The present invention relates to impulse motors for hammer machines comprising a housing with a cylinder therein, in which a reciprocating drive piston via a gas cushion in a working chamber of said cylinder repeatedly drives a hammer piston to impact on and to return from a tool carried by the machine housing, and wherein one of said drive piston and hammer piston elements has an axially protruding reduced diameter damping piston thereon adapted to prevent piston encounter collision by arresting the return movement of said hammer piston towards the drive piston in a cooperating damping cylinder provided on the other piston.
The above type of impulse motors is common in usually hand held hammer machines powered by electric, hydraulic or combustion motors, and used for example for chiselling and drilling. The motor transmits its rotation to a crank mechanism in which a connecting rod is journalled to the drive piston causing it to reciprocate and alternately to compress in gas spring manner and to partially evacuate the gas cushion in the working chamber, whereby the hammer piston is caused to advance onto respectively to recede from the tool.
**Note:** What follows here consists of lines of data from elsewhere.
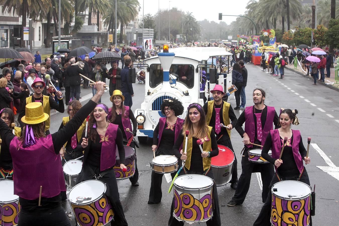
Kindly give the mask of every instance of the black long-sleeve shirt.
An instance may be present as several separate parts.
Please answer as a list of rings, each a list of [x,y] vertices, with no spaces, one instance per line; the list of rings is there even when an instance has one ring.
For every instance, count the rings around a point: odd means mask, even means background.
[[[255,113],[261,113],[261,126],[262,128],[263,129],[264,127],[265,126],[265,124],[266,122],[266,118],[267,117],[267,106],[265,105],[265,108],[262,110],[262,112],[261,110],[257,109],[254,107],[253,108],[254,108],[255,112]],[[254,128],[256,128],[257,118],[254,114],[253,114],[253,118],[254,120]],[[244,111],[241,113],[241,114],[240,115],[240,116],[239,116],[239,118],[238,118],[237,123],[235,124],[235,129],[237,130],[237,131],[238,131],[238,132],[240,135],[240,136],[241,136],[242,138],[244,137],[243,135],[244,133],[245,133],[245,131],[244,131],[242,127],[242,125],[245,123],[245,111]],[[273,119],[273,124],[274,124],[275,129],[278,129],[280,127],[280,126],[279,125],[279,117],[278,116],[276,112],[275,111],[274,111],[274,118]],[[261,142],[259,141],[257,138],[257,130],[255,129],[255,130],[254,142],[253,143],[261,145]]]
[[[203,107],[204,108],[204,110],[205,111],[205,112],[206,114],[207,114],[207,107],[208,103],[206,103],[204,105],[204,106]],[[221,104],[220,105],[215,105],[214,106],[215,107],[217,108],[221,108],[220,109],[220,123],[222,123],[225,126],[227,126],[227,125],[225,125],[225,123],[224,122],[224,118],[222,117],[222,108],[224,106],[224,102],[223,101],[221,102]],[[228,109],[228,117],[231,120],[232,122],[231,123],[231,124],[232,125],[232,128],[234,128],[234,126],[237,122],[237,117],[235,116],[235,114],[234,114],[234,111],[233,111],[233,108],[232,107],[232,106],[230,105],[230,108]],[[214,128],[215,126],[215,110],[214,109],[214,107],[213,108],[213,111],[212,111],[212,116],[211,117],[211,120],[210,121],[210,124],[208,125],[210,126],[212,126],[212,127]],[[220,127],[221,129],[220,132],[219,133],[219,134],[216,134],[217,136],[217,139],[218,140],[218,139],[220,137],[221,135],[223,135],[223,136],[224,137],[223,138],[224,140],[227,140],[230,139],[230,136],[228,136],[228,134],[227,132],[227,129],[224,127]]]
[[[32,96],[31,98],[32,98],[32,102],[35,102],[36,100],[40,100],[41,103],[43,105],[43,98],[42,96],[41,96],[41,97],[40,98],[35,98],[34,95],[33,95]],[[49,106],[51,107],[51,109],[55,109],[60,113],[63,113],[65,111],[65,105],[64,105],[63,100],[63,99],[59,100],[59,104],[56,102],[54,100],[54,99],[51,97],[49,97],[48,99],[48,102],[49,102]],[[21,122],[21,118],[22,118],[22,116],[23,116],[26,115],[26,100],[25,100],[25,101],[23,101],[23,102],[22,103],[22,105],[21,105],[21,108],[20,109],[20,113],[19,113],[18,120],[19,123],[20,123],[20,125],[21,126],[21,128],[23,127],[25,125],[25,123]],[[45,112],[45,113],[48,113],[48,112]]]
[[[215,138],[214,131],[212,129],[210,134],[211,138],[211,147],[212,150],[211,151],[210,157],[212,158],[216,156],[219,153],[219,150],[218,148],[218,144]],[[196,137],[192,138],[192,152],[191,156],[191,167],[190,170],[192,171],[203,172],[204,169],[202,165],[202,157],[201,157],[201,151],[200,148],[197,144],[197,140],[198,138]],[[176,141],[172,150],[176,157],[180,160],[182,155],[180,153],[179,148],[183,144],[184,141],[184,135],[182,135],[182,131],[180,132],[178,139]],[[202,146],[203,147],[203,146]],[[183,151],[184,151],[183,150]]]
[[[280,143],[282,146],[283,138],[280,137]],[[280,166],[278,168],[278,173],[283,177],[286,177],[293,175],[296,175],[299,174],[299,170],[294,160],[293,151],[292,149],[292,144],[293,142],[293,136],[292,135],[291,138],[290,145],[286,145],[284,148],[284,151],[281,156],[281,160],[282,163]],[[271,163],[274,164],[274,162],[277,159],[272,158],[268,155],[268,150],[272,147],[272,138],[271,133],[268,133],[267,138],[265,141],[265,144],[262,148],[261,151],[261,156],[262,157]],[[302,143],[302,139],[301,137],[300,138],[300,142],[299,142],[299,152],[301,156],[301,157],[303,159],[304,157],[306,157],[307,151],[304,146]]]

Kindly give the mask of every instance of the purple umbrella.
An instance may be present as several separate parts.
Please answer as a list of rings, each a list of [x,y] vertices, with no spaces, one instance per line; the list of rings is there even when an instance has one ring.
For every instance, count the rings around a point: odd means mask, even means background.
[[[315,57],[314,56],[308,56],[306,58],[306,60],[311,62],[315,62],[316,63],[320,62],[320,59],[317,57]]]

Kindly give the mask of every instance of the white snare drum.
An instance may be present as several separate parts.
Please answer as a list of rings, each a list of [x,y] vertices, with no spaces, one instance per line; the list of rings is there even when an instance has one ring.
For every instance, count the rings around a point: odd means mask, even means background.
[[[256,163],[269,163],[270,162],[261,157],[261,149],[252,149],[248,150],[248,161]],[[272,157],[272,150],[268,151],[268,155]]]
[[[114,213],[106,190],[103,182],[92,180],[77,184],[69,191],[68,200],[79,225],[105,225],[113,220]]]
[[[82,162],[79,160],[71,160],[65,163],[62,169],[66,185],[71,188],[75,186],[82,168]]]
[[[19,197],[14,194],[13,181],[0,180],[0,225],[18,224],[20,204]]]
[[[172,173],[178,169],[178,159],[170,155],[159,156],[154,158],[149,165],[156,173]]]
[[[311,187],[297,181],[284,181],[275,184],[271,191],[272,225],[309,225]]]
[[[173,216],[189,223],[206,221],[213,215],[213,180],[197,174],[180,176],[174,180]]]

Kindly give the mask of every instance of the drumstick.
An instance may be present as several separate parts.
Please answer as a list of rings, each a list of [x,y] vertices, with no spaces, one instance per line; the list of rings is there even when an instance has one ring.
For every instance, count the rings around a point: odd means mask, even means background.
[[[307,152],[306,153],[306,158],[308,157],[308,149],[310,148],[310,143],[311,143],[311,138],[310,137],[307,138]]]
[[[244,143],[244,141],[242,141],[242,142]],[[262,145],[260,145],[259,144],[254,144],[253,143],[251,143],[251,142],[250,142],[250,144],[252,144],[252,145],[256,145],[257,146],[259,146],[259,147],[263,147],[263,146]]]
[[[41,191],[42,190],[42,186],[40,186],[40,192],[39,192],[39,206],[41,206]]]
[[[282,145],[282,147],[281,148],[281,152],[280,153],[280,157],[279,157],[279,159],[281,160],[281,156],[282,155],[282,152],[284,151],[284,148],[285,148],[285,145],[286,144],[286,141],[287,141],[287,137],[285,137],[284,138],[284,144]]]
[[[89,85],[96,85],[96,84],[95,84],[95,83],[92,83],[92,82],[90,82],[90,83],[88,83],[88,84],[89,84]],[[104,86],[105,87],[108,87],[108,86],[109,86],[109,85],[104,85]]]

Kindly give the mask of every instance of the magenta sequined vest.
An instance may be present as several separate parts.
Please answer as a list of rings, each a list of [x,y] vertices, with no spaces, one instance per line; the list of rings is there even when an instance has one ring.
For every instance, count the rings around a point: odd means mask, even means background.
[[[272,157],[278,159],[280,157],[280,152],[281,150],[282,146],[280,135],[279,135],[279,131],[277,129],[274,129],[271,130],[270,131],[270,132],[271,134],[271,137],[272,138]],[[292,132],[293,135],[292,150],[293,152],[294,160],[297,164],[297,167],[299,170],[299,172],[301,173],[304,168],[302,158],[299,152],[299,143],[300,142],[301,135],[300,134],[300,131],[298,130],[292,129]],[[276,171],[277,168],[276,167]]]
[[[159,135],[158,141],[158,147],[159,146],[159,145],[160,144],[160,140],[161,139],[161,136],[162,136],[162,131],[164,130],[164,126],[165,126],[165,123],[166,122],[166,118],[165,117],[164,118],[160,118],[159,119]],[[180,133],[180,131],[181,130],[184,121],[183,119],[181,119],[178,118],[177,119],[177,122],[176,122],[175,125],[175,131],[174,132],[174,134],[175,135],[174,136],[175,143],[175,141],[177,140],[177,138],[178,138],[178,136],[179,136],[179,134]]]
[[[246,107],[245,109],[245,132],[250,137],[251,143],[254,142],[254,136],[257,128],[255,128],[253,114],[254,106]],[[273,107],[267,106],[267,115],[266,121],[264,128],[262,128],[262,138],[261,139],[261,145],[263,145],[265,141],[268,134],[270,130],[273,129],[273,123],[274,119],[275,109]],[[249,144],[246,145],[248,147],[252,147],[253,145]],[[262,148],[261,148],[262,149]]]
[[[100,157],[100,171],[110,168],[115,164],[117,145],[117,125],[109,123],[105,133],[104,140],[102,142],[101,153]]]
[[[39,198],[40,186],[41,197],[45,198],[66,190],[61,158],[54,151],[52,136],[35,140],[35,144],[23,147],[15,137],[9,145],[15,172],[14,194],[30,200]]]

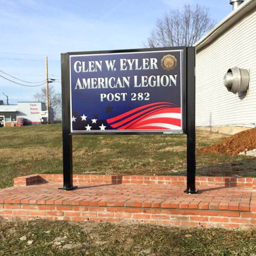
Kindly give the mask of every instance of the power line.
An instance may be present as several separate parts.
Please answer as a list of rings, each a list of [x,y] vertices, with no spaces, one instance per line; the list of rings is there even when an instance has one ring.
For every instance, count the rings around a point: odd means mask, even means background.
[[[17,78],[17,77],[15,77],[15,76],[11,76],[9,74],[8,74],[7,73],[6,73],[5,72],[4,72],[3,70],[0,70],[0,72],[2,72],[2,73],[3,73],[4,74],[7,75],[7,76],[10,76],[11,77],[12,77],[12,78],[15,78],[15,79],[16,79],[17,80],[20,80],[20,81],[22,81],[23,82],[25,82],[25,83],[29,83],[29,84],[38,84],[38,83],[42,83],[43,82],[46,81],[46,80],[44,79],[44,81],[38,81],[38,82],[30,82],[29,81],[26,81],[25,80],[21,80],[21,79]]]
[[[20,84],[20,83],[17,83],[17,82],[15,82],[14,81],[13,81],[12,80],[9,79],[7,78],[6,77],[5,77],[4,76],[1,76],[1,75],[0,75],[0,76],[6,80],[8,80],[9,81],[10,81],[11,82],[14,83],[15,84],[19,84],[20,85],[22,85],[23,86],[26,86],[27,87],[36,87],[37,86],[40,86],[41,85],[43,85],[43,84],[44,84],[46,83],[46,82],[44,82],[44,83],[43,83],[42,84],[37,84],[36,85],[28,85],[27,84]]]
[[[15,53],[14,52],[0,52],[0,54],[12,54],[12,55],[31,55],[32,56],[44,56],[44,54],[33,54],[32,53]]]

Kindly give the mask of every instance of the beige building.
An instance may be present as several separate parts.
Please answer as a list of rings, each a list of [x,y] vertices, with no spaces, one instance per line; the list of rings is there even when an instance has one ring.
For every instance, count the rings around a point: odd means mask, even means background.
[[[226,133],[256,125],[256,0],[234,9],[194,45],[196,125]],[[235,94],[224,86],[224,75],[235,67],[249,71],[245,92]]]

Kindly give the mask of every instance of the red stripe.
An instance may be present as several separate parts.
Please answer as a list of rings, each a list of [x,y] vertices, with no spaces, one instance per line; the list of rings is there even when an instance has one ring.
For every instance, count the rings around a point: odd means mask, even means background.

A problem in these impulse motors is that the dual pistons in the movements they describe from time to time overlap one another's paths under unpredictable variation due to the hammer piston being strongly influenced by varying recoil from the tool. The reaction of the tool upon impacts thereagainst in its turn is directly dependent on variations in the material worked upon. Combined with leaking worn piston seals these variations under unfavorable conditions can cause collision between the pistons and resultant total breakdown of the machine.
In earlier efforts to avoid piston collision, cooperating damping piston and cylinder means have been provided on the main pistons of the system, as shown for example in the U.S. Pat. Nos. 1,551,989 and 1,827,877. In such a solution, however, particularly for machines in the higher power range, the damping elements, if given sufficient mutual tightness for attaining dependable damping, tend to produce undue compressive heat or tend to adhere to one another due to suction at separation which hampers regular movement and functioning of the main pistons.
It is an object of the invention to provide means in the aforementioned type of impulse motors that will increase the safety against piston collision without hampering the dependability and operational life in piston work and will avoid putting undue load on the drive mechanism at piston encounter. These objects are attained by the characterizing features of the appended claims.